FIG. 1 is a block diagram illustrating computer system 100 including multi-function, direct memory access (DMA) core logic 200 to support multiple micro-commands defining operations to be performed on DMA data, in accordance with one embodiment. Representatively, computer system 100 comprises a processor system bus (front side bus (FSB)) 104 for communicating information between processor (CPU) 102 and chipset 130. As described herein, the term “chipset” is used in a manner to collectively describe the various devices coupled to CPU 102 to perform desired system functionality.

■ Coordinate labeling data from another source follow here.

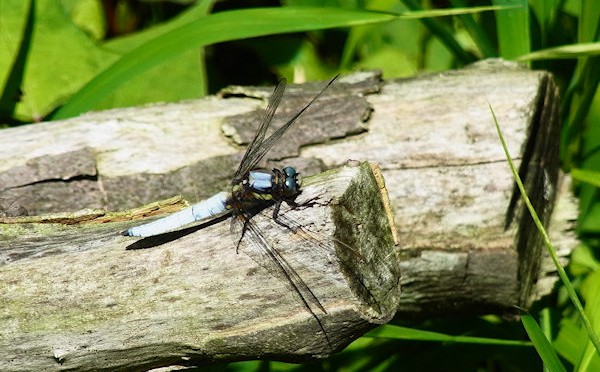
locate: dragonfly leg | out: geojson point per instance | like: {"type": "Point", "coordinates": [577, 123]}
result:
{"type": "Point", "coordinates": [276, 215]}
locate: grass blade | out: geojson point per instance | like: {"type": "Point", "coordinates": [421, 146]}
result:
{"type": "Point", "coordinates": [552, 251]}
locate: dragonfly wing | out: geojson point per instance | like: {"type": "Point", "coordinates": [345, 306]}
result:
{"type": "Point", "coordinates": [250, 240]}
{"type": "Point", "coordinates": [260, 146]}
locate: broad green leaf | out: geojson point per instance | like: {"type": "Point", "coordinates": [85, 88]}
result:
{"type": "Point", "coordinates": [60, 60]}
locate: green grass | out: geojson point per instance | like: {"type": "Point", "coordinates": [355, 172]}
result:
{"type": "Point", "coordinates": [59, 61]}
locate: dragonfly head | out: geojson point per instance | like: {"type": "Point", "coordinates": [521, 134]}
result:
{"type": "Point", "coordinates": [291, 186]}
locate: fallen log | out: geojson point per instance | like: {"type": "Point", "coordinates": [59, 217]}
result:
{"type": "Point", "coordinates": [465, 242]}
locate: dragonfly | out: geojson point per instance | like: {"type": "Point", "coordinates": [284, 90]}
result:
{"type": "Point", "coordinates": [251, 191]}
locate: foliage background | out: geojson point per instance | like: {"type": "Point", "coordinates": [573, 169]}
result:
{"type": "Point", "coordinates": [59, 58]}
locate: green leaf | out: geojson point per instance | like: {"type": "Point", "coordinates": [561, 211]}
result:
{"type": "Point", "coordinates": [513, 28]}
{"type": "Point", "coordinates": [61, 57]}
{"type": "Point", "coordinates": [219, 27]}
{"type": "Point", "coordinates": [404, 333]}
{"type": "Point", "coordinates": [541, 344]}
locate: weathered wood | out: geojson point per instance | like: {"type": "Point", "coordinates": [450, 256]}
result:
{"type": "Point", "coordinates": [433, 136]}
{"type": "Point", "coordinates": [92, 299]}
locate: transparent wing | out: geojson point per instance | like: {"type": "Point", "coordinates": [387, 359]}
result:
{"type": "Point", "coordinates": [260, 146]}
{"type": "Point", "coordinates": [250, 157]}
{"type": "Point", "coordinates": [250, 240]}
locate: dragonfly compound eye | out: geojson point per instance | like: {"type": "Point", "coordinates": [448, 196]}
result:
{"type": "Point", "coordinates": [290, 172]}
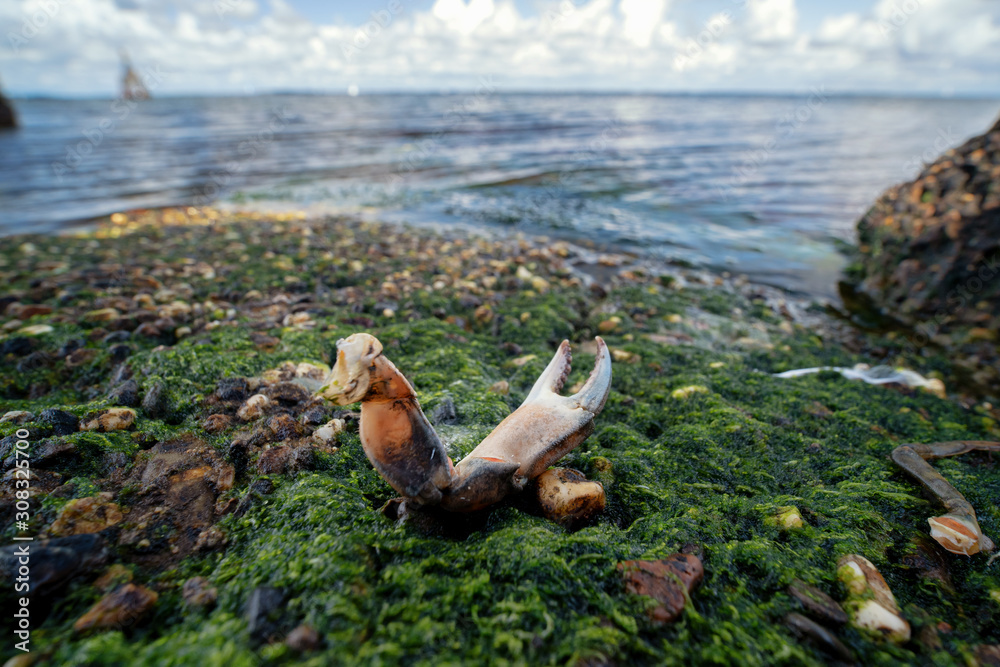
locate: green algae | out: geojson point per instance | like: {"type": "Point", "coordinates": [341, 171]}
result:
{"type": "Point", "coordinates": [701, 471]}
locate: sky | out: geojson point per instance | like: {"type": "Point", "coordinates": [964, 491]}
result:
{"type": "Point", "coordinates": [900, 47]}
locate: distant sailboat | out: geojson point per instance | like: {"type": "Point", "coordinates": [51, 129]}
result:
{"type": "Point", "coordinates": [132, 86]}
{"type": "Point", "coordinates": [7, 117]}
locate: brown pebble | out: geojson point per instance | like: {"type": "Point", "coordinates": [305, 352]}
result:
{"type": "Point", "coordinates": [658, 579]}
{"type": "Point", "coordinates": [818, 636]}
{"type": "Point", "coordinates": [817, 604]}
{"type": "Point", "coordinates": [115, 576]}
{"type": "Point", "coordinates": [119, 609]}
{"type": "Point", "coordinates": [217, 423]}
{"type": "Point", "coordinates": [303, 639]}
{"type": "Point", "coordinates": [198, 592]}
{"type": "Point", "coordinates": [569, 498]}
{"type": "Point", "coordinates": [83, 516]}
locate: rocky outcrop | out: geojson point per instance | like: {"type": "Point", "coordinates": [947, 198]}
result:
{"type": "Point", "coordinates": [929, 260]}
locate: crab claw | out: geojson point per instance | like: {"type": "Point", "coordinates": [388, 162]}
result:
{"type": "Point", "coordinates": [396, 436]}
{"type": "Point", "coordinates": [541, 431]}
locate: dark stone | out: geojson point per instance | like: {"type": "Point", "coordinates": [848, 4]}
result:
{"type": "Point", "coordinates": [126, 394]}
{"type": "Point", "coordinates": [930, 560]}
{"type": "Point", "coordinates": [36, 359]}
{"type": "Point", "coordinates": [52, 453]}
{"type": "Point", "coordinates": [287, 393]}
{"type": "Point", "coordinates": [69, 347]}
{"type": "Point", "coordinates": [18, 346]}
{"type": "Point", "coordinates": [116, 337]}
{"type": "Point", "coordinates": [121, 374]}
{"type": "Point", "coordinates": [818, 636]}
{"type": "Point", "coordinates": [62, 422]}
{"type": "Point", "coordinates": [988, 656]}
{"type": "Point", "coordinates": [445, 413]}
{"type": "Point", "coordinates": [239, 455]}
{"type": "Point", "coordinates": [232, 389]}
{"type": "Point", "coordinates": [263, 612]}
{"type": "Point", "coordinates": [54, 562]}
{"type": "Point", "coordinates": [283, 427]}
{"type": "Point", "coordinates": [155, 403]}
{"type": "Point", "coordinates": [119, 353]}
{"type": "Point", "coordinates": [261, 487]}
{"type": "Point", "coordinates": [315, 416]}
{"type": "Point", "coordinates": [926, 263]}
{"type": "Point", "coordinates": [817, 604]}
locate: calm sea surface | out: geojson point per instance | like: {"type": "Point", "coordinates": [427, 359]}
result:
{"type": "Point", "coordinates": [756, 185]}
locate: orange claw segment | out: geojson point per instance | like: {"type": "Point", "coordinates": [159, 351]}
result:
{"type": "Point", "coordinates": [404, 449]}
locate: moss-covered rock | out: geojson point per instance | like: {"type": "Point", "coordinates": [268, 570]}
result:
{"type": "Point", "coordinates": [687, 470]}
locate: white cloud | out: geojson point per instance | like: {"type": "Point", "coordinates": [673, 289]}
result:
{"type": "Point", "coordinates": [642, 17]}
{"type": "Point", "coordinates": [772, 20]}
{"type": "Point", "coordinates": [222, 46]}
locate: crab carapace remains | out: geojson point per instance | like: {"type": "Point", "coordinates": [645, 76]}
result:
{"type": "Point", "coordinates": [405, 450]}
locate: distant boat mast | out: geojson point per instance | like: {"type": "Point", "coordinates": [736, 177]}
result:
{"type": "Point", "coordinates": [132, 86]}
{"type": "Point", "coordinates": [8, 119]}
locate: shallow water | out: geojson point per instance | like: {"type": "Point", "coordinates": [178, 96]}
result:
{"type": "Point", "coordinates": [756, 185]}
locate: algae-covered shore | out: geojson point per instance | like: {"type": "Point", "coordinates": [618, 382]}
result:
{"type": "Point", "coordinates": [247, 536]}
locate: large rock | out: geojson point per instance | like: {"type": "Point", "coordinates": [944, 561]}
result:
{"type": "Point", "coordinates": [929, 260]}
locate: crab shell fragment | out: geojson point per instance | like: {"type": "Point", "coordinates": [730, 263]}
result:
{"type": "Point", "coordinates": [406, 451]}
{"type": "Point", "coordinates": [956, 534]}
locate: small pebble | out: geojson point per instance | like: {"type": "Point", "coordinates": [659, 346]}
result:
{"type": "Point", "coordinates": [112, 419]}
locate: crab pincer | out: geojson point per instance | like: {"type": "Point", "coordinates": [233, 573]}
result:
{"type": "Point", "coordinates": [405, 450]}
{"type": "Point", "coordinates": [541, 431]}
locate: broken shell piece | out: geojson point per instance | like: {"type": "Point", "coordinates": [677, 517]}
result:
{"type": "Point", "coordinates": [956, 534]}
{"type": "Point", "coordinates": [877, 375]}
{"type": "Point", "coordinates": [786, 518]}
{"type": "Point", "coordinates": [569, 498]}
{"type": "Point", "coordinates": [957, 531]}
{"type": "Point", "coordinates": [870, 603]}
{"type": "Point", "coordinates": [327, 434]}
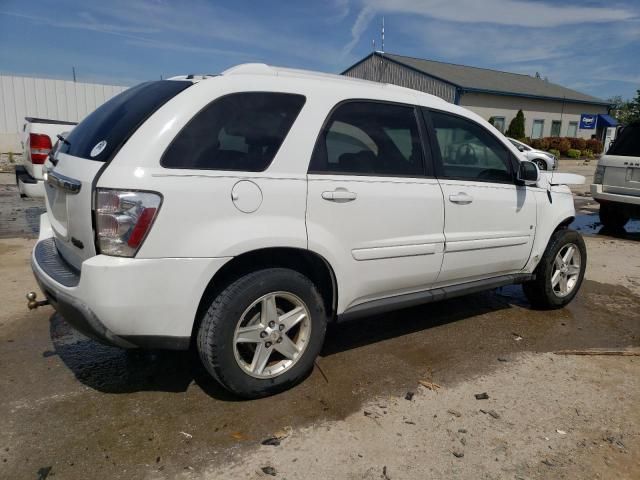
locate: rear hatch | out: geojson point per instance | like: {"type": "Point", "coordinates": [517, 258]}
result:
{"type": "Point", "coordinates": [622, 163]}
{"type": "Point", "coordinates": [75, 165]}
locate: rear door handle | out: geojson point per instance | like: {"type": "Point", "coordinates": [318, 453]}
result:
{"type": "Point", "coordinates": [461, 198]}
{"type": "Point", "coordinates": [339, 195]}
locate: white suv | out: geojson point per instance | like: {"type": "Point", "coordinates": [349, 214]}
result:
{"type": "Point", "coordinates": [241, 213]}
{"type": "Point", "coordinates": [616, 182]}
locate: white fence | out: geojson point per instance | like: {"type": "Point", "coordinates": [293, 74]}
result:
{"type": "Point", "coordinates": [45, 98]}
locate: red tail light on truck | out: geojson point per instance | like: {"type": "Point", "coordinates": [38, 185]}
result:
{"type": "Point", "coordinates": [39, 147]}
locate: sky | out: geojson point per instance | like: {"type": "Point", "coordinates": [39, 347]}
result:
{"type": "Point", "coordinates": [591, 46]}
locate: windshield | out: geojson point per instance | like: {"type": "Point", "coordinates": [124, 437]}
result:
{"type": "Point", "coordinates": [101, 134]}
{"type": "Point", "coordinates": [627, 143]}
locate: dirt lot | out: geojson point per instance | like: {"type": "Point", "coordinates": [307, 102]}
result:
{"type": "Point", "coordinates": [74, 409]}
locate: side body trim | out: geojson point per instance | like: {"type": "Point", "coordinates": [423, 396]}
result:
{"type": "Point", "coordinates": [388, 304]}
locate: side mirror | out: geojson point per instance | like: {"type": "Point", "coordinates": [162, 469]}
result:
{"type": "Point", "coordinates": [528, 173]}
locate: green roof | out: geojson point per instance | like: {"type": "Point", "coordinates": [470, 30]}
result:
{"type": "Point", "coordinates": [474, 79]}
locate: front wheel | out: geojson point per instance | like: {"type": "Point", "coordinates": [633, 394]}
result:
{"type": "Point", "coordinates": [262, 333]}
{"type": "Point", "coordinates": [560, 271]}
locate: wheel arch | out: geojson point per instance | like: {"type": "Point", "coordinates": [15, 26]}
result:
{"type": "Point", "coordinates": [564, 223]}
{"type": "Point", "coordinates": [311, 264]}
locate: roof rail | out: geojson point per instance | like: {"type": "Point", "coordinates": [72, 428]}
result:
{"type": "Point", "coordinates": [250, 68]}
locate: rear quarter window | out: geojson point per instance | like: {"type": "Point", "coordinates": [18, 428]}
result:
{"type": "Point", "coordinates": [240, 131]}
{"type": "Point", "coordinates": [117, 119]}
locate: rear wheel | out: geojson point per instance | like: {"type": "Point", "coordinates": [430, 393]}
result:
{"type": "Point", "coordinates": [613, 216]}
{"type": "Point", "coordinates": [263, 332]}
{"type": "Point", "coordinates": [560, 271]}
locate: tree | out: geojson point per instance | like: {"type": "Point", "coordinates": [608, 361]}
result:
{"type": "Point", "coordinates": [516, 127]}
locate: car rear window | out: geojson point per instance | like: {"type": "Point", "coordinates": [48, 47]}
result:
{"type": "Point", "coordinates": [240, 131]}
{"type": "Point", "coordinates": [628, 142]}
{"type": "Point", "coordinates": [117, 119]}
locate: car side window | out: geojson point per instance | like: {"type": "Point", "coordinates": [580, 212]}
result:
{"type": "Point", "coordinates": [468, 151]}
{"type": "Point", "coordinates": [369, 138]}
{"type": "Point", "coordinates": [241, 131]}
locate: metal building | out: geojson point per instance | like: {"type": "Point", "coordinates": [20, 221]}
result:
{"type": "Point", "coordinates": [45, 98]}
{"type": "Point", "coordinates": [549, 109]}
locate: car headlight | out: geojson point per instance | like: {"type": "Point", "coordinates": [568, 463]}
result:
{"type": "Point", "coordinates": [598, 176]}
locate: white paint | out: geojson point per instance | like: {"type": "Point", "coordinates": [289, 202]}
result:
{"type": "Point", "coordinates": [45, 98]}
{"type": "Point", "coordinates": [396, 235]}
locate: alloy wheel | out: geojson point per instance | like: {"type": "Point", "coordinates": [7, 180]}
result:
{"type": "Point", "coordinates": [272, 335]}
{"type": "Point", "coordinates": [566, 270]}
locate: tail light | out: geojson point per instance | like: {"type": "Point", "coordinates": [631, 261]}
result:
{"type": "Point", "coordinates": [39, 147]}
{"type": "Point", "coordinates": [123, 220]}
{"type": "Point", "coordinates": [598, 175]}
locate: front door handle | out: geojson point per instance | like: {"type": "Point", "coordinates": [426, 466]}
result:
{"type": "Point", "coordinates": [461, 198]}
{"type": "Point", "coordinates": [339, 195]}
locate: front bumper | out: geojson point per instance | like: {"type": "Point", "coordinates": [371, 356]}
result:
{"type": "Point", "coordinates": [126, 302]}
{"type": "Point", "coordinates": [600, 196]}
{"type": "Point", "coordinates": [28, 186]}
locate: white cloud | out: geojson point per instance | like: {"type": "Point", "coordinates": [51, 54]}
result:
{"type": "Point", "coordinates": [512, 13]}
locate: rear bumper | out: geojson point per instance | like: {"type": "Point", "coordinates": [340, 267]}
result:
{"type": "Point", "coordinates": [126, 302]}
{"type": "Point", "coordinates": [600, 196]}
{"type": "Point", "coordinates": [28, 186]}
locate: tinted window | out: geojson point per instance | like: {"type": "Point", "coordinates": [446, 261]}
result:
{"type": "Point", "coordinates": [116, 120]}
{"type": "Point", "coordinates": [241, 131]}
{"type": "Point", "coordinates": [628, 142]}
{"type": "Point", "coordinates": [367, 138]}
{"type": "Point", "coordinates": [468, 151]}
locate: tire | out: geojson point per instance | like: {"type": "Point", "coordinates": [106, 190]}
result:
{"type": "Point", "coordinates": [613, 216]}
{"type": "Point", "coordinates": [233, 331]}
{"type": "Point", "coordinates": [543, 292]}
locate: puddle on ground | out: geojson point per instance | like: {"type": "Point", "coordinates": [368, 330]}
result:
{"type": "Point", "coordinates": [589, 224]}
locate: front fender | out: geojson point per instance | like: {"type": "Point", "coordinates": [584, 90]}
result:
{"type": "Point", "coordinates": [550, 215]}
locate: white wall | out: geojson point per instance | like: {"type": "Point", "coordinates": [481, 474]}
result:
{"type": "Point", "coordinates": [45, 98]}
{"type": "Point", "coordinates": [487, 105]}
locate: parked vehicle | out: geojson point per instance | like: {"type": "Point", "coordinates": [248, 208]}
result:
{"type": "Point", "coordinates": [38, 137]}
{"type": "Point", "coordinates": [240, 214]}
{"type": "Point", "coordinates": [544, 160]}
{"type": "Point", "coordinates": [616, 182]}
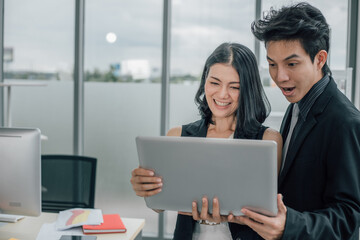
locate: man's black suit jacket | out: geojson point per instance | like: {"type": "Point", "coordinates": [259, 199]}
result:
{"type": "Point", "coordinates": [320, 181]}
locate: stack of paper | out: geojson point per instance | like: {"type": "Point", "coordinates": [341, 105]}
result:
{"type": "Point", "coordinates": [112, 224]}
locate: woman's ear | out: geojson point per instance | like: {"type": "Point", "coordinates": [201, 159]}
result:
{"type": "Point", "coordinates": [320, 59]}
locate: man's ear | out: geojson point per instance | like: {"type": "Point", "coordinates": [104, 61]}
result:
{"type": "Point", "coordinates": [320, 59]}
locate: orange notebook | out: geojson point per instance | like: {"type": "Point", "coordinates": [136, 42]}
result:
{"type": "Point", "coordinates": [112, 224]}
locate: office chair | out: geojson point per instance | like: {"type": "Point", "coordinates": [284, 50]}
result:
{"type": "Point", "coordinates": [67, 182]}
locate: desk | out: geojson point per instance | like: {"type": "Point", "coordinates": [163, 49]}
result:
{"type": "Point", "coordinates": [28, 228]}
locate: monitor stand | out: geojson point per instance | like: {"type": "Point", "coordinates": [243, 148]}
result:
{"type": "Point", "coordinates": [10, 217]}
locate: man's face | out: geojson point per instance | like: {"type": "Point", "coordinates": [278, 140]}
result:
{"type": "Point", "coordinates": [292, 69]}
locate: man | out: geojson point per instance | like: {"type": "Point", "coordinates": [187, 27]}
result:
{"type": "Point", "coordinates": [320, 174]}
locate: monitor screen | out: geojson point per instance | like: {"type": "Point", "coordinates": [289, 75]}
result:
{"type": "Point", "coordinates": [20, 171]}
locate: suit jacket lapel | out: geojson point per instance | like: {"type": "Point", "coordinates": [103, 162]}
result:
{"type": "Point", "coordinates": [295, 145]}
{"type": "Point", "coordinates": [309, 123]}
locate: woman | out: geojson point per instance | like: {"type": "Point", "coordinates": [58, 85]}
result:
{"type": "Point", "coordinates": [232, 104]}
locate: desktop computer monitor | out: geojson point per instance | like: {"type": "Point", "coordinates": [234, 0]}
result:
{"type": "Point", "coordinates": [20, 171]}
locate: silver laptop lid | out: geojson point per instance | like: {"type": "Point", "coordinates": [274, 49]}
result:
{"type": "Point", "coordinates": [241, 173]}
{"type": "Point", "coordinates": [20, 171]}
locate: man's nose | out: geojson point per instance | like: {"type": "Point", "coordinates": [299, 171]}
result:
{"type": "Point", "coordinates": [223, 92]}
{"type": "Point", "coordinates": [282, 75]}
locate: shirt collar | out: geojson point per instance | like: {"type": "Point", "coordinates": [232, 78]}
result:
{"type": "Point", "coordinates": [309, 99]}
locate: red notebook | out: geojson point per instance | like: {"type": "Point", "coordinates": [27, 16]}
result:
{"type": "Point", "coordinates": [112, 224]}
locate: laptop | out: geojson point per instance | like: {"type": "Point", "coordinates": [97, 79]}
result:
{"type": "Point", "coordinates": [20, 173]}
{"type": "Point", "coordinates": [241, 173]}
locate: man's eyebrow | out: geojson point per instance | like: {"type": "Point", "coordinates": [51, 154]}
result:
{"type": "Point", "coordinates": [215, 78]}
{"type": "Point", "coordinates": [287, 58]}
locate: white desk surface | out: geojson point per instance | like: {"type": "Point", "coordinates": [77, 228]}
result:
{"type": "Point", "coordinates": [21, 84]}
{"type": "Point", "coordinates": [28, 228]}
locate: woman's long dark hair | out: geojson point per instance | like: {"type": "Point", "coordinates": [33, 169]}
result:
{"type": "Point", "coordinates": [253, 105]}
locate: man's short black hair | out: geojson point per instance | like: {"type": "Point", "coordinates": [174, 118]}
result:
{"type": "Point", "coordinates": [301, 22]}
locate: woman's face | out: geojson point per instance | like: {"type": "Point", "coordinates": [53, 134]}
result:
{"type": "Point", "coordinates": [222, 88]}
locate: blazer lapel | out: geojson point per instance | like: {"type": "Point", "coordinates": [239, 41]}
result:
{"type": "Point", "coordinates": [286, 122]}
{"type": "Point", "coordinates": [295, 145]}
{"type": "Point", "coordinates": [310, 122]}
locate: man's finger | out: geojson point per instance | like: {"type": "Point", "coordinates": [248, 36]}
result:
{"type": "Point", "coordinates": [195, 212]}
{"type": "Point", "coordinates": [204, 208]}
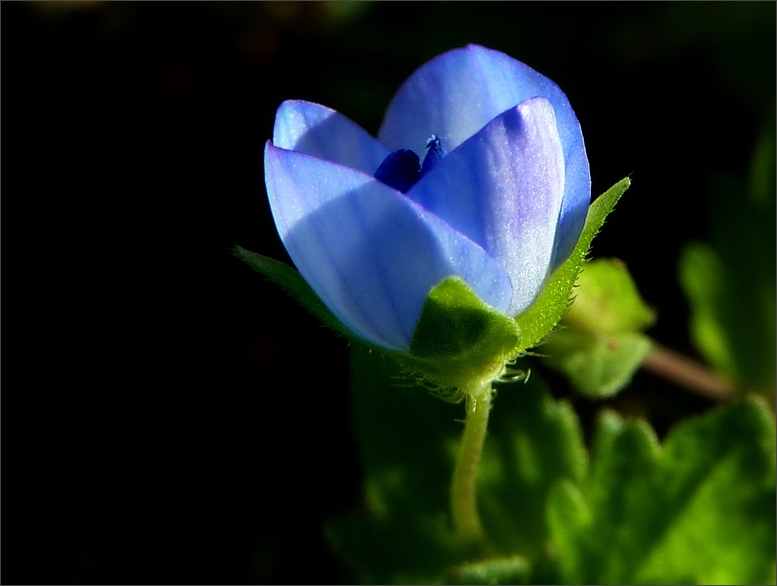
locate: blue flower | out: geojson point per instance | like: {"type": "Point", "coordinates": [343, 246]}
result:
{"type": "Point", "coordinates": [499, 200]}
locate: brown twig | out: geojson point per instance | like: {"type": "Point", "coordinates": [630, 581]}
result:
{"type": "Point", "coordinates": [688, 374]}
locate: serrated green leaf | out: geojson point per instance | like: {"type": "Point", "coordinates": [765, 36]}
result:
{"type": "Point", "coordinates": [731, 283]}
{"type": "Point", "coordinates": [294, 284]}
{"type": "Point", "coordinates": [699, 509]}
{"type": "Point", "coordinates": [543, 315]}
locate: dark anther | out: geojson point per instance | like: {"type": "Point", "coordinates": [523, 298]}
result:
{"type": "Point", "coordinates": [400, 170]}
{"type": "Point", "coordinates": [434, 152]}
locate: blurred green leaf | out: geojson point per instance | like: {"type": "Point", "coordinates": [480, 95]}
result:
{"type": "Point", "coordinates": [731, 282]}
{"type": "Point", "coordinates": [407, 442]}
{"type": "Point", "coordinates": [699, 509]}
{"type": "Point", "coordinates": [599, 346]}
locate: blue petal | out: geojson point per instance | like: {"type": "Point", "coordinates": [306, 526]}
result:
{"type": "Point", "coordinates": [503, 188]}
{"type": "Point", "coordinates": [457, 93]}
{"type": "Point", "coordinates": [324, 133]}
{"type": "Point", "coordinates": [369, 252]}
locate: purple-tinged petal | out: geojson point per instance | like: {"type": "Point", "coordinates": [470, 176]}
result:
{"type": "Point", "coordinates": [457, 93]}
{"type": "Point", "coordinates": [503, 189]}
{"type": "Point", "coordinates": [324, 133]}
{"type": "Point", "coordinates": [369, 252]}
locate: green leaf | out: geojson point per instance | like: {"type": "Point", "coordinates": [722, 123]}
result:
{"type": "Point", "coordinates": [407, 440]}
{"type": "Point", "coordinates": [599, 346]}
{"type": "Point", "coordinates": [597, 366]}
{"type": "Point", "coordinates": [543, 315]}
{"type": "Point", "coordinates": [294, 284]}
{"type": "Point", "coordinates": [699, 509]}
{"type": "Point", "coordinates": [509, 570]}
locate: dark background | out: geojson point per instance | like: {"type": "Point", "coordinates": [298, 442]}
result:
{"type": "Point", "coordinates": [169, 416]}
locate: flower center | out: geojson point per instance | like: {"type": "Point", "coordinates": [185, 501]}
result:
{"type": "Point", "coordinates": [403, 168]}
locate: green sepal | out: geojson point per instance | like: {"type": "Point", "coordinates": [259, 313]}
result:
{"type": "Point", "coordinates": [459, 338]}
{"type": "Point", "coordinates": [508, 570]}
{"type": "Point", "coordinates": [542, 316]}
{"type": "Point", "coordinates": [599, 346]}
{"type": "Point", "coordinates": [295, 285]}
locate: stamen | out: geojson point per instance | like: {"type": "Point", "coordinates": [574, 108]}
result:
{"type": "Point", "coordinates": [400, 170]}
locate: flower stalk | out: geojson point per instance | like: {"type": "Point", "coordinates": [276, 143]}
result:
{"type": "Point", "coordinates": [463, 488]}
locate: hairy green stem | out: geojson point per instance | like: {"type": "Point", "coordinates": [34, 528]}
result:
{"type": "Point", "coordinates": [463, 502]}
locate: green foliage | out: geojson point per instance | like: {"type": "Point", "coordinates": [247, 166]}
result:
{"type": "Point", "coordinates": [294, 284]}
{"type": "Point", "coordinates": [699, 508]}
{"type": "Point", "coordinates": [730, 282]}
{"type": "Point", "coordinates": [459, 338]}
{"type": "Point", "coordinates": [543, 315]}
{"type": "Point", "coordinates": [599, 345]}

Representatively, chipset 130 may include memory controller hub 110 (MCH) coupled to graphics controller 150. In an alternative embodiment, graphics controller 150 is integrated into MCH, such that, in one embodiment, MCH 110 operates as an integrated graphics MCH (GMCH). Representatively, MCH 110 is also coupled to main memory 140 via memory bus 142. In one embodiment, main memory 140 may include, but is not limited to, random access memory (RAM), dynamic RAM (DRAM), static RAM (SRAM), synchronous DRAM (SDRAM), double data rate (DDR) SDRAM (DDR-SDRAM), Rambus DRAM (RDRAM) or any device capable of supporting high-speed buffering of data.
As further illustrated, chipset 130 includes an input/output (I/O) controller hub (ICH) 120. Representatively, ICH 120 may include a universal serial bus (USB) link or interconnect 162 to couple one or more USB slots 160 to ICH 120. Likewise, a serial advance technology attachment (SATA) 172 may couple hard disk drive devices (HDD) 170 to ICH 120. In addition, ICH 120 may include peripheral component interconnect (PCI)/PCI-X bus 182 to couple PCI slots 180 to ICH 120, such as small computer system interface (SCSI) 190 coupled to redundant array of independent disk (RAID) disk array 192. In one embodiment, system BIOS 106 initializes computer system 100.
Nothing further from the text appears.